Shri Guru Nanak dev

Guru Nanak is the founder of Sikhism and the first Sikh Guru. His birthday falls on Kartik Puranmashi, the full-moon day which occurs on different dates each year from October-November in the month of Katak. He set up a spiritual, social, political platform based on good human values. He travelled to several places to preach his message of God, who, according to his teachings, is one and eternal and dwells in everyone.

 Guru Nanak was born on April 15, 1469 in the present day Nankana Sahib, Punjab, Pakistan. He was born to Kalyan Chand Das Bedi and Mata Tripta. Both of them were Hindus and belonged to the merchant caste. In 1475, when his elder sister Bebe Nanaki was married and moved to Sultanpur, he followed her to Sultanpur to live with her and her husband. At around 16, he worked for Nanaki’s employer Daulat Khan Lodi. As the Puratan Janam Sakhi suggests, this was the formative time for him.

 Nanak began showing interest in spirituality and divine subjects at the tender age of five. At seven, when his father enrolled him to the village school as per the custom, he astonished the teacher by describing the symbolism of the first letter of the Arabic alphabet, which resembles ‘1’. Nanak described this was to denote the oneness of God.

 On September 24, 1487, Nanak married Mata Sulakkhani, daughter of Mul Chand and Chando Rani in the town of Batala.

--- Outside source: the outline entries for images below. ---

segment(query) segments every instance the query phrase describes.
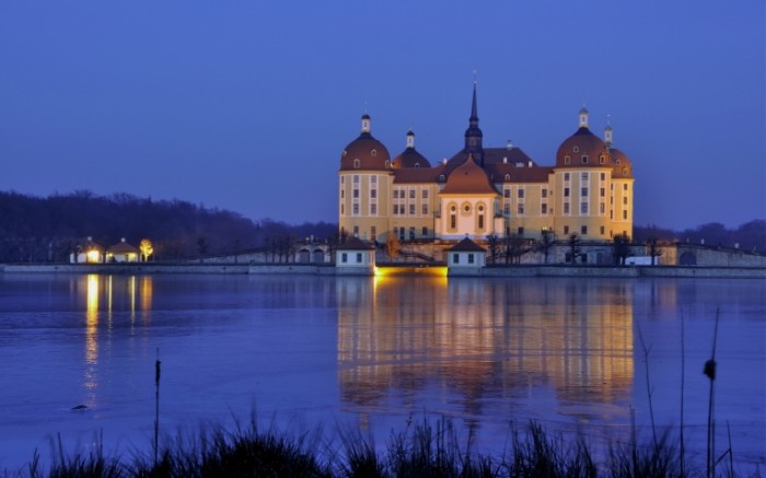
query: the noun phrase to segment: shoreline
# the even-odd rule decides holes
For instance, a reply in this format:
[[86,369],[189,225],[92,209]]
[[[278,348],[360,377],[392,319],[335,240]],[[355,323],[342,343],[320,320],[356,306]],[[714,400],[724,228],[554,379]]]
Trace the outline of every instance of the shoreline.
[[[446,269],[444,266],[439,266]],[[380,265],[386,275],[422,276],[433,267],[411,264]],[[0,264],[0,273],[98,273],[98,275],[309,275],[309,276],[374,276],[374,269],[338,270],[332,264]],[[394,272],[394,273],[391,273]],[[766,279],[766,267],[721,266],[488,266],[483,268],[451,268],[448,277],[515,278],[515,277],[593,277],[593,278],[709,278]]]

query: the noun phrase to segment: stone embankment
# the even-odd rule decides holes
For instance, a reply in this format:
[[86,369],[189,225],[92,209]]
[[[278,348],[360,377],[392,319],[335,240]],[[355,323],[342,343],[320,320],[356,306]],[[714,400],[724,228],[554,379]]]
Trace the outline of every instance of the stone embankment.
[[[401,265],[397,265],[401,268]],[[386,267],[381,267],[385,270]],[[423,273],[419,267],[418,272]],[[426,267],[425,269],[428,269]],[[316,264],[0,264],[0,272],[60,272],[101,275],[218,273],[335,276],[333,265]],[[406,275],[406,273],[404,273]],[[606,278],[719,278],[766,279],[766,267],[701,266],[499,266],[451,269],[450,277],[606,277]]]

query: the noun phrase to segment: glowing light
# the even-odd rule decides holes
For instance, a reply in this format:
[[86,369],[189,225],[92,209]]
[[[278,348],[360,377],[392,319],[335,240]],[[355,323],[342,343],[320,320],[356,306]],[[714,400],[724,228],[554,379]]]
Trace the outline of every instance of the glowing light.
[[85,255],[88,256],[89,263],[97,263],[101,258],[101,254],[98,254],[98,250],[96,249],[91,249]]
[[446,266],[391,266],[375,267],[375,277],[436,276],[446,277]]

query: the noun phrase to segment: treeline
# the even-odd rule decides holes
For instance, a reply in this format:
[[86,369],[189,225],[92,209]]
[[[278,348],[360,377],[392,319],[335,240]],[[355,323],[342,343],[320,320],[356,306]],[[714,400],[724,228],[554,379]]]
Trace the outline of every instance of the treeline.
[[0,191],[0,263],[66,263],[88,237],[105,248],[123,237],[136,247],[148,238],[155,260],[183,260],[336,235],[333,223],[252,221],[177,199],[96,196],[88,190],[49,197]]
[[766,253],[766,220],[754,220],[739,228],[728,229],[718,222],[710,222],[694,229],[674,231],[657,225],[634,226],[634,243],[643,244],[650,240],[705,244],[713,247],[734,248]]

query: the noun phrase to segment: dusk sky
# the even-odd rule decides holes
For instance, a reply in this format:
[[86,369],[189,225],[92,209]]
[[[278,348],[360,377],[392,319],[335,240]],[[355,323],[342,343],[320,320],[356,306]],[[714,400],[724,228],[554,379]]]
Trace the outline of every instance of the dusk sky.
[[367,107],[392,158],[537,164],[589,108],[632,161],[637,225],[766,219],[763,0],[5,1],[0,190],[129,193],[337,221]]

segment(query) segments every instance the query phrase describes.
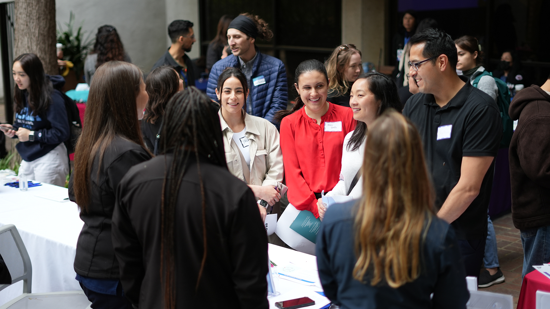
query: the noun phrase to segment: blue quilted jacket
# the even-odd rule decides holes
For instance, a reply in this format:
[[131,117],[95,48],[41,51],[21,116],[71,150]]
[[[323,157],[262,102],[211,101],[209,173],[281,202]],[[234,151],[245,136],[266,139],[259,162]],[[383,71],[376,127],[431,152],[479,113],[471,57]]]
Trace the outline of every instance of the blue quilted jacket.
[[[263,76],[266,82],[254,86],[249,85],[250,94],[246,104],[252,106],[252,115],[265,118],[278,128],[278,123],[273,120],[275,113],[287,109],[288,103],[288,90],[287,85],[287,71],[283,62],[278,59],[257,53],[252,71],[252,79]],[[240,67],[239,58],[233,54],[218,61],[210,70],[206,94],[217,101],[216,87],[219,74],[228,67]]]

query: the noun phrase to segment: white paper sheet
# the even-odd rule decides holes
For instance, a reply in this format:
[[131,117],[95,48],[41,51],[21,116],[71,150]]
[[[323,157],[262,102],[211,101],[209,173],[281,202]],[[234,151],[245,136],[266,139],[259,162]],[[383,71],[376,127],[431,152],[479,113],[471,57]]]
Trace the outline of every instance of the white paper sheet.
[[300,252],[315,255],[315,244],[290,228],[300,211],[289,203],[277,223],[275,234],[292,248]]

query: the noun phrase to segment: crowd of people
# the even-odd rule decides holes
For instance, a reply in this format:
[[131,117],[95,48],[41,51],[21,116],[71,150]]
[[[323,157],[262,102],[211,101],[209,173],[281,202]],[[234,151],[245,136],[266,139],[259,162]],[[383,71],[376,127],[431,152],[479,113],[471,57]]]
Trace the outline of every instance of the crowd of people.
[[[550,261],[550,76],[518,89],[513,52],[490,74],[476,38],[415,27],[411,13],[396,41],[400,79],[363,72],[361,51],[342,45],[298,66],[290,109],[284,64],[255,45],[273,36],[258,16],[220,20],[206,94],[185,54],[193,23],[170,24],[145,79],[101,27],[68,185],[84,222],[76,279],[92,307],[267,308],[262,222],[286,196],[287,209],[322,220],[315,252],[336,305],[464,308],[466,276],[504,280],[487,212],[508,153],[523,275]],[[20,173],[63,185],[63,81],[34,54],[13,69],[15,120],[0,128],[20,142]],[[328,207],[323,191],[353,201]]]

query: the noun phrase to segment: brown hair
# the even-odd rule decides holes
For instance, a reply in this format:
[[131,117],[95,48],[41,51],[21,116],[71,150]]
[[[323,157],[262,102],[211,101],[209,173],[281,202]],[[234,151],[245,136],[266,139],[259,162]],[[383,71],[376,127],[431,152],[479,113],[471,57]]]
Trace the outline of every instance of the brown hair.
[[356,209],[353,276],[364,282],[368,270],[371,285],[383,281],[398,288],[420,275],[421,238],[435,216],[422,140],[412,122],[393,110],[380,116],[370,128],[362,169],[369,176]]
[[[256,27],[258,29],[257,37],[265,41],[271,41],[273,37],[273,32],[270,29],[269,24],[266,21],[262,19],[257,15],[252,15],[249,13],[243,13],[239,15],[242,15],[252,19],[254,24],[256,24]],[[247,35],[247,38],[248,36]]]
[[88,210],[94,161],[98,156],[101,165],[103,153],[115,136],[145,148],[136,108],[142,80],[137,67],[122,61],[103,63],[94,75],[84,116],[86,125],[74,152],[73,187],[81,211]]
[[229,24],[233,21],[233,18],[229,15],[226,14],[219,18],[219,21],[218,21],[218,29],[216,33],[216,37],[212,40],[212,43],[215,43],[216,47],[227,45],[227,27],[229,26]]
[[[327,68],[327,73],[330,79],[328,84],[328,96],[338,97],[348,92],[351,87],[349,82],[346,80],[344,73],[349,67],[349,60],[351,56],[355,53],[362,57],[361,51],[358,49],[353,44],[344,44],[340,45],[332,52],[331,57],[324,63]],[[361,73],[362,73],[363,67],[361,67]]]
[[[52,83],[46,76],[42,62],[35,54],[21,54],[13,60],[19,61],[25,73],[29,76],[29,89],[21,90],[15,85],[13,91],[13,99],[15,102],[14,109],[15,113],[21,112],[24,107],[25,92],[29,93],[28,104],[32,115],[45,113],[51,102],[51,93],[53,91]],[[13,64],[12,65],[13,67]]]
[[476,58],[476,65],[481,64],[483,60],[481,45],[477,39],[471,35],[463,35],[454,40],[454,43],[460,47],[461,48],[474,55],[474,53],[477,52],[477,57]]
[[179,75],[169,65],[159,67],[151,71],[145,80],[145,90],[149,100],[145,106],[143,119],[154,124],[164,113],[168,101],[179,89]]

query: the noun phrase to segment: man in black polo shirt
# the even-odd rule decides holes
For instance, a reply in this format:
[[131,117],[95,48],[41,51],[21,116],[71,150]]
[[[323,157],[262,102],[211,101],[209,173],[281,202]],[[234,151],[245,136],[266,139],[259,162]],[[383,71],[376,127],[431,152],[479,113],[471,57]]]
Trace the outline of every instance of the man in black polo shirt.
[[151,70],[161,65],[170,65],[179,75],[184,86],[195,86],[195,70],[193,62],[185,54],[197,40],[193,32],[193,23],[189,20],[174,20],[168,26],[168,36],[172,45],[164,54],[153,65]]
[[494,100],[457,75],[450,36],[430,28],[410,39],[409,74],[420,93],[403,114],[416,124],[436,191],[437,216],[451,223],[468,275],[479,275],[487,238],[494,158],[502,135]]

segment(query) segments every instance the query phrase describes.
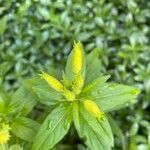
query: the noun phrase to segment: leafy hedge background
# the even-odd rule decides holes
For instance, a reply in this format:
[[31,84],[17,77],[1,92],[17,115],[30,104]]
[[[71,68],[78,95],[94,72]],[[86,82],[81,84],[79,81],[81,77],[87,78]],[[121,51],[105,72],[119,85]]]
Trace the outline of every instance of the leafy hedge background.
[[[0,0],[0,84],[16,90],[24,78],[64,65],[73,41],[98,49],[101,71],[139,87],[138,103],[112,113],[116,148],[150,145],[150,1]],[[75,133],[68,135],[75,139]],[[68,140],[67,144],[77,144]]]

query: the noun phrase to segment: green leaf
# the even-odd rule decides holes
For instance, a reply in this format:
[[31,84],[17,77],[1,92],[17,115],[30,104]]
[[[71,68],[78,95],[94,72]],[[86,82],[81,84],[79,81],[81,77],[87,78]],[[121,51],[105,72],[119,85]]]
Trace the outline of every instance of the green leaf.
[[7,27],[7,16],[4,16],[0,21],[0,35],[3,35]]
[[5,113],[8,109],[7,104],[9,103],[10,97],[6,91],[0,87],[0,113]]
[[118,124],[115,122],[115,120],[111,116],[108,116],[108,120],[109,120],[109,123],[111,125],[112,132],[115,135],[117,135],[118,138],[122,142],[122,150],[126,150],[126,147],[127,147],[126,139],[125,139],[125,136],[123,135],[120,127],[118,126]]
[[139,89],[116,83],[105,83],[93,95],[104,112],[120,109],[136,102]]
[[21,139],[26,140],[28,142],[32,142],[39,127],[40,124],[32,119],[25,117],[17,117],[13,120],[11,124],[11,131]]
[[86,56],[85,85],[100,76],[101,62],[98,59],[98,51],[95,49]]
[[71,108],[71,105],[60,105],[48,115],[33,141],[32,150],[49,150],[65,136],[72,122]]
[[[82,50],[82,69],[81,69],[81,75],[82,75],[83,78],[85,78],[85,69],[86,69],[85,54],[84,54],[84,51],[83,51],[82,48],[81,48],[81,50]],[[67,76],[68,80],[70,80],[70,81],[72,81],[74,79],[74,74],[72,72],[72,55],[73,55],[73,51],[71,51],[71,53],[68,56],[67,64],[66,64],[66,68],[65,68],[66,76]]]
[[90,94],[93,91],[97,91],[108,79],[110,75],[99,77],[95,79],[91,84],[85,86],[82,90],[83,94]]
[[107,118],[96,119],[82,105],[79,112],[80,128],[77,131],[80,137],[85,139],[87,147],[91,150],[110,150],[114,140]]
[[12,145],[9,150],[23,150],[23,147],[19,144]]

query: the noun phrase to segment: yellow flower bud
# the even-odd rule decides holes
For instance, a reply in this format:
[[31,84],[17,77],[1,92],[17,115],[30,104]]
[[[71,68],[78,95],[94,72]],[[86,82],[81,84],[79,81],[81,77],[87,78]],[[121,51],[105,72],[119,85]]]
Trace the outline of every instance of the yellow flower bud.
[[51,88],[58,92],[63,92],[63,85],[56,78],[44,72],[40,74],[40,76],[50,85]]
[[74,101],[75,100],[75,94],[71,91],[66,90],[64,92],[64,97],[69,100],[69,101]]
[[84,102],[84,108],[93,114],[97,119],[102,119],[104,116],[104,113],[99,109],[97,104],[94,101],[91,100],[85,100]]
[[8,124],[2,123],[0,125],[0,144],[5,144],[8,142],[10,139],[10,132],[9,130],[11,129]]
[[73,57],[72,57],[72,70],[74,74],[78,74],[82,68],[82,51],[80,42],[74,43]]

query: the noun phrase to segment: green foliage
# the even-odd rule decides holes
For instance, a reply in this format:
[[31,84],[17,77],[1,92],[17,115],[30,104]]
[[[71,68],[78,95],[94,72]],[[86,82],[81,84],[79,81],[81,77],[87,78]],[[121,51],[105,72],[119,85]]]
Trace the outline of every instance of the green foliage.
[[[93,57],[90,58],[93,61],[86,68],[85,85],[96,79],[101,70],[111,75],[111,81],[141,89],[134,107],[118,110],[111,115],[123,130],[127,149],[128,145],[134,145],[138,150],[146,149],[150,145],[149,8],[148,0],[0,0],[0,84],[7,90],[3,99],[0,98],[0,111],[4,111],[6,105],[3,101],[9,103],[7,92],[16,90],[24,78],[36,74],[37,70],[47,70],[61,79],[59,76],[66,54],[73,41],[80,40],[87,52],[95,50],[95,55],[88,55],[89,58]],[[95,56],[99,59],[94,59]],[[60,69],[55,72],[51,66],[59,66]],[[88,74],[90,76],[87,77]],[[41,90],[42,85],[36,88]],[[44,92],[32,90],[36,94]],[[30,112],[35,105],[33,95],[33,101],[29,100],[28,105],[23,106],[21,114],[35,119],[42,111],[43,115],[38,118],[42,123],[49,111],[38,103],[35,110]],[[23,99],[18,97],[14,100],[16,112],[19,105],[17,100],[18,103],[24,101],[26,94],[20,93],[20,97]],[[46,92],[39,95],[37,100],[46,105],[57,105],[56,101],[48,101],[51,97],[52,93],[49,96]],[[136,130],[131,132],[134,126]],[[69,135],[69,138],[75,137],[76,134]],[[81,143],[67,144],[71,147],[72,144],[78,146]],[[120,145],[120,138],[115,138],[115,149],[121,149]],[[60,147],[65,146],[69,147],[63,141]]]
[[[74,49],[75,48],[76,47],[74,46]],[[83,53],[82,48],[79,48],[79,50]],[[68,57],[65,72],[66,74],[63,74],[63,77],[65,78],[65,80],[62,80],[64,91],[57,91],[53,89],[57,83],[49,80],[49,78],[51,79],[51,76],[46,76],[46,78],[44,78],[47,82],[44,82],[44,84],[47,85],[45,88],[43,88],[44,86],[39,87],[39,85],[33,84],[33,89],[38,94],[39,99],[41,99],[41,103],[44,101],[43,103],[50,108],[51,105],[54,105],[54,103],[51,103],[51,98],[52,101],[57,102],[54,106],[55,109],[46,117],[37,135],[35,136],[32,146],[33,150],[48,150],[53,148],[55,144],[57,144],[68,132],[72,120],[75,124],[79,136],[83,139],[85,138],[86,146],[89,149],[111,149],[111,147],[114,146],[111,127],[107,117],[105,115],[103,116],[101,110],[104,112],[109,112],[125,107],[126,103],[132,104],[132,101],[135,101],[135,98],[139,93],[137,88],[114,83],[105,83],[109,76],[102,76],[98,78],[98,74],[95,76],[98,79],[93,79],[93,82],[86,85],[83,89],[81,87],[80,92],[76,93],[74,88],[72,88],[72,86],[74,87],[75,85],[74,79],[78,76],[72,72],[74,66],[72,66],[73,59],[71,59],[71,57],[73,57],[73,55],[75,55],[75,53],[73,54],[72,51],[71,55]],[[95,52],[91,52],[88,55],[86,58],[84,55],[82,55],[81,61],[83,62],[83,60],[87,60],[87,63],[84,62],[83,64],[91,64],[93,61],[92,58],[95,56]],[[98,60],[98,57],[95,57],[95,59]],[[95,63],[96,62],[97,61],[95,61]],[[89,66],[87,66],[87,68],[88,67]],[[79,72],[83,81],[84,77],[90,76],[90,74],[85,75],[85,68],[85,65],[82,65]],[[89,67],[89,70],[90,68],[92,69],[92,66]],[[82,74],[83,70],[84,74]],[[39,81],[37,79],[37,83],[40,83]],[[52,91],[55,91],[56,94]],[[66,91],[67,93],[75,92],[75,99],[66,97]],[[57,96],[57,93],[60,94],[59,97],[53,99],[53,95]],[[52,95],[52,97],[50,97],[50,95]],[[50,102],[45,103],[45,99],[43,99],[43,97]],[[91,102],[95,101],[96,103],[90,103],[91,108],[87,107],[86,109],[86,100]],[[98,108],[96,108],[97,105]],[[97,118],[99,115],[101,118]]]

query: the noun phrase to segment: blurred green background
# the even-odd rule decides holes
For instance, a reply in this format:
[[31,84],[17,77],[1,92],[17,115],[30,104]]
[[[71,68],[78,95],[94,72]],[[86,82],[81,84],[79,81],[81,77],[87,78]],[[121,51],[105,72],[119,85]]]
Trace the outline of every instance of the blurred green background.
[[[0,84],[64,65],[73,41],[99,51],[101,72],[141,89],[138,103],[112,113],[130,150],[150,147],[149,0],[0,0]],[[74,136],[74,135],[71,135]],[[68,141],[69,143],[69,141]]]

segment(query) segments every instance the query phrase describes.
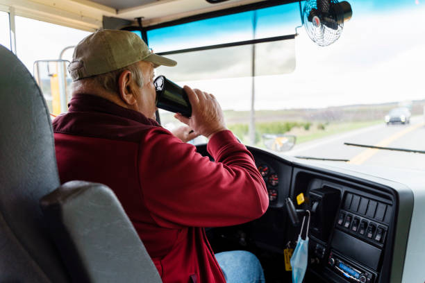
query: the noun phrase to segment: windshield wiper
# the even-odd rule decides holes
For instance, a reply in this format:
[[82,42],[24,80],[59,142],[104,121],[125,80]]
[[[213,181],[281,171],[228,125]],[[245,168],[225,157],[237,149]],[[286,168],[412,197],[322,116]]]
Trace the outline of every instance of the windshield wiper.
[[388,148],[388,147],[383,147],[383,146],[368,146],[367,144],[351,144],[349,142],[344,142],[344,144],[345,144],[346,146],[366,147],[366,148],[369,148],[385,149],[385,150],[387,150],[387,151],[404,151],[404,152],[406,152],[406,153],[415,153],[425,154],[425,151],[417,151],[417,150],[415,150],[415,149]]
[[307,159],[307,160],[312,160],[343,161],[344,162],[348,162],[349,161],[350,161],[349,160],[336,159],[336,158],[320,158],[320,157],[312,157],[311,156],[295,155],[294,157],[296,158]]

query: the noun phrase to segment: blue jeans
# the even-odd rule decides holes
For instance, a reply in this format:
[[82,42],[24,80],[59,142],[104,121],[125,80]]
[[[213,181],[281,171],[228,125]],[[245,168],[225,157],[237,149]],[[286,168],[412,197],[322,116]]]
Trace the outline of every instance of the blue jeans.
[[261,264],[257,257],[245,250],[232,250],[215,255],[227,283],[265,283]]

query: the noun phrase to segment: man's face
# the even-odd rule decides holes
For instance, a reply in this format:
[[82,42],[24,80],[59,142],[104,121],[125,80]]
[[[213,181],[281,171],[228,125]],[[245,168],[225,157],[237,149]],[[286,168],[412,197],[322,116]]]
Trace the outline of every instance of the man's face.
[[144,61],[140,61],[138,64],[143,75],[142,87],[139,87],[134,81],[133,82],[134,87],[138,90],[137,93],[138,111],[147,117],[155,119],[155,112],[158,108],[155,105],[156,92],[153,85],[153,65]]

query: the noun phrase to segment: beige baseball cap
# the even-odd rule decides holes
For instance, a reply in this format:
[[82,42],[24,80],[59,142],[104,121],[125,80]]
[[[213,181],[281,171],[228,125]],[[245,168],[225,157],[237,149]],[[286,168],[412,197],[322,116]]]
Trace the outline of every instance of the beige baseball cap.
[[81,40],[74,50],[68,71],[72,80],[115,71],[139,61],[175,66],[174,60],[151,52],[135,33],[126,31],[101,30]]

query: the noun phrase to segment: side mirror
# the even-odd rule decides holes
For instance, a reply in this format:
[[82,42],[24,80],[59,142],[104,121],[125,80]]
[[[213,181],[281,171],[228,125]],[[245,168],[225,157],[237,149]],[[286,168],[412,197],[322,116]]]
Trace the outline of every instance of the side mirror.
[[264,134],[262,139],[268,149],[283,152],[290,151],[294,147],[297,137],[292,135]]

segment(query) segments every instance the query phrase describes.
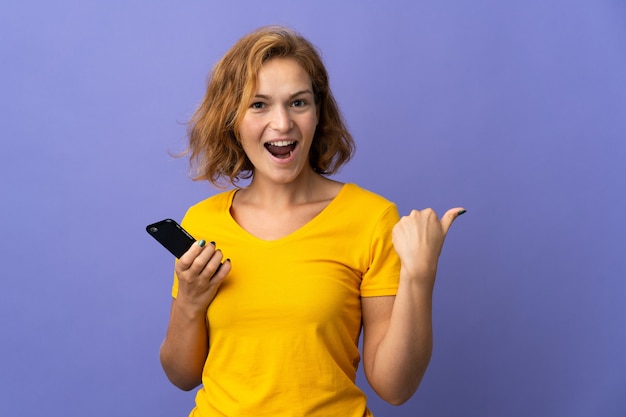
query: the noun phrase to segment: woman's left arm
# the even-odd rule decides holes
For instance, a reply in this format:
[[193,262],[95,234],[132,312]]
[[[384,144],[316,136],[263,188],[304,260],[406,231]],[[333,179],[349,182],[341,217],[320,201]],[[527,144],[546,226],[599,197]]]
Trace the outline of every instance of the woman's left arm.
[[398,292],[362,299],[363,369],[374,391],[390,404],[411,398],[428,367],[437,263],[450,225],[464,212],[448,210],[441,220],[432,209],[402,217],[393,229],[401,262]]

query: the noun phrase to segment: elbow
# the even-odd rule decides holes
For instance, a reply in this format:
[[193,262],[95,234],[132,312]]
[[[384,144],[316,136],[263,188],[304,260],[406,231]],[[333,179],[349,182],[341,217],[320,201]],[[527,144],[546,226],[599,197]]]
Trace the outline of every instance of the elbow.
[[175,361],[160,352],[160,362],[165,376],[176,388],[182,391],[191,391],[202,384],[202,373],[192,372],[189,369],[177,365]]
[[406,390],[404,392],[396,392],[396,393],[393,393],[392,395],[387,395],[384,397],[380,396],[380,397],[386,403],[397,407],[409,401],[411,397],[413,397],[413,394],[415,394],[415,391],[417,391],[417,389]]
[[167,376],[167,379],[169,379],[169,381],[172,383],[172,385],[182,391],[191,391],[197,388],[202,383],[202,380],[196,377],[191,377],[172,371],[168,372],[165,367],[163,367],[163,370],[165,371],[165,375]]
[[170,377],[168,377],[168,379],[176,388],[183,391],[191,391],[200,385],[200,382],[195,381],[176,381]]

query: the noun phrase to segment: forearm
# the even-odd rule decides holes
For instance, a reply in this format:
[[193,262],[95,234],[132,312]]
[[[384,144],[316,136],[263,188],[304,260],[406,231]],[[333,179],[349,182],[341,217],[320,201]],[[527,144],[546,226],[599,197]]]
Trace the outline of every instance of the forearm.
[[200,385],[208,351],[205,314],[185,311],[174,300],[160,350],[161,366],[168,379],[185,391]]
[[395,405],[407,401],[417,390],[433,346],[433,288],[423,285],[431,280],[413,278],[401,270],[388,329],[376,349],[369,378],[381,398]]

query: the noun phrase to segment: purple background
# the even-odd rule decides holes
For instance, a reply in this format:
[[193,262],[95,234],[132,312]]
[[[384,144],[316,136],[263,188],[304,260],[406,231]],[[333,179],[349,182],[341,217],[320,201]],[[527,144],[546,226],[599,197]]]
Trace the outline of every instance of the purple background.
[[173,259],[144,226],[214,193],[168,151],[270,23],[323,52],[358,145],[338,179],[469,211],[422,386],[399,408],[367,389],[374,412],[625,415],[618,0],[3,2],[0,415],[187,415],[158,361]]

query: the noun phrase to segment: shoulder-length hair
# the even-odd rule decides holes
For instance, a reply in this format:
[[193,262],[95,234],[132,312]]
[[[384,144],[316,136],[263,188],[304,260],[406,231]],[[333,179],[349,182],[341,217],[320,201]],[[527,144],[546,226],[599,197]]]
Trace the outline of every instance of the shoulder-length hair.
[[241,146],[241,121],[257,88],[263,64],[276,57],[296,60],[311,78],[319,121],[309,152],[313,170],[334,174],[352,157],[355,145],[330,91],[328,73],[316,48],[281,26],[260,28],[241,38],[209,74],[206,94],[188,127],[194,180],[232,185],[254,175]]

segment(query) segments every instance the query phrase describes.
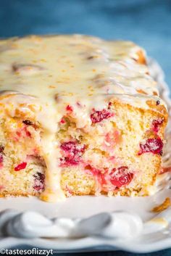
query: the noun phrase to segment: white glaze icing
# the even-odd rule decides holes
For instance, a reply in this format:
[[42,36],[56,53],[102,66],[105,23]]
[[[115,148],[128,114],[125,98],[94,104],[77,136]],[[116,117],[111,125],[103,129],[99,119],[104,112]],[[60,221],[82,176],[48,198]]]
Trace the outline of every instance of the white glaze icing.
[[[33,36],[0,41],[1,102],[9,106],[12,116],[15,109],[28,111],[27,104],[33,104],[43,128],[42,146],[47,169],[42,199],[55,202],[64,197],[60,168],[54,160],[59,154],[54,138],[67,105],[73,107],[77,126],[81,128],[91,123],[93,108],[103,109],[111,99],[144,109],[150,107],[147,100],[159,99],[153,95],[157,90],[147,67],[135,61],[140,51],[132,42],[80,35]],[[12,96],[4,97],[5,94]],[[78,107],[77,102],[84,108]],[[24,107],[22,103],[25,103]]]

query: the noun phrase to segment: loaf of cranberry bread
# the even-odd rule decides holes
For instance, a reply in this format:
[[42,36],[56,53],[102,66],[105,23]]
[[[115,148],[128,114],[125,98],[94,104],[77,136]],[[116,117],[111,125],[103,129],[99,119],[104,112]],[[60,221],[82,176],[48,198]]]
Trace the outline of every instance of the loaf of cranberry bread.
[[144,51],[80,35],[0,41],[0,195],[148,195],[164,103]]

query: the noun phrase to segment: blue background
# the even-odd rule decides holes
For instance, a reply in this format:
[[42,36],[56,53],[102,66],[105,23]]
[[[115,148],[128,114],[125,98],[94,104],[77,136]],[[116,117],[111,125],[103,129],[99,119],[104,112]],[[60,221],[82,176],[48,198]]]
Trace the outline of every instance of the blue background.
[[[170,0],[0,0],[0,37],[73,33],[135,41],[159,62],[171,85]],[[88,254],[114,255],[138,255]],[[171,249],[146,255],[169,256]]]

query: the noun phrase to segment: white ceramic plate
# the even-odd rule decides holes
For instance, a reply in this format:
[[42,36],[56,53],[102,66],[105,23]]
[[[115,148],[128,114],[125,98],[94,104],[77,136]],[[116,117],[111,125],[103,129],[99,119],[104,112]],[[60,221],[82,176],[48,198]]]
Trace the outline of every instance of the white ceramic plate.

He had two children. First was Sri Chand, who later was enlightened by Nanak and went on to lay the foundation of the Udasi sect, and the second was Lakhmi Chand.

 Bebe Nanaki and Rai Bular, the local landlord were the first people to recognize Nanak’s divine qualities. It was because of their encouragement and constant support that Nanak began to travel. According to Sikh tradition, at the age of 30, he had a vision. His clothes were found on the bank of the Kali Bein, a local stream, after he failed to return from his ablutions. People assumed he had drowned in the river. Even after Daulat Khan had the river dragged, no body was found. After three days of disappearance, Nanak reappeared and stayed silent. Next day, he pronounced: “There is neither Hindu, nor Mussulman (Muslim), but only man. So whose path shall I follow? I shall follow God’s path. God is neither Hindu nor Mussulman and the path I follow is God’s.” He also said that he had been taken to the court of God where he was offered Amrit to drink.

When Rai Bular learnt that Nanak had divine qualities, he persuaded Nanak’s father to put him in a school where he could get divine teachings and spiritualism.

 Sikhism believes in preaching kindness, love, peace instead of hatred, revenge, jealousy. It is one of the most recently formed religions of the world. Followers of Sikhism, the Sikhs, follow teachings of Guru Granth Sahib, which is worshipped as the Supreme Authority of Sikhism and is considered the eleventh and the final guru of Sikhism. Its pages are called angas (organs).

 Nanak describes his teachings in the Guru Granth Sahib. Through popular tradition, Nanak’s teaching is understood to be practised in three ways:


Vand Chakko: Sharing with others, helping those with less who are in need


Kirat Karo: Earning a living honestly, without exploitation or fraud


Naam Japna: Meditating on the name of God to control the five weaknesses of the human personality.

Nanak put the greatest emphasis on the worship of the Word of God (Naam Japna). One should follow the direction of awakened individuals (Gurmukh or God willed) rather than the mind (state of Manmukh- being led by self will)- the latter being perilous and leading only to frustration.

Reforms that occurred in the institution and both Godhead and Devotion, are seen as transcending any religious consideration or divide, as God is not separate from any individual.

 Nanak’s teachings are followed widely and are read by the people of all the religions alike. Sikhs are seen helping people in need whenever any calamity occurs in any part of the world. This is because of Nanak’s teachings to help everyone without asking anything in return. It is for the same reason that Sikhs are seen sweeping, washing dishes and serving the food at the Golden Temple. That sight itself inspires us and tells that no one is big or small, everyone is equal in the eyes of God.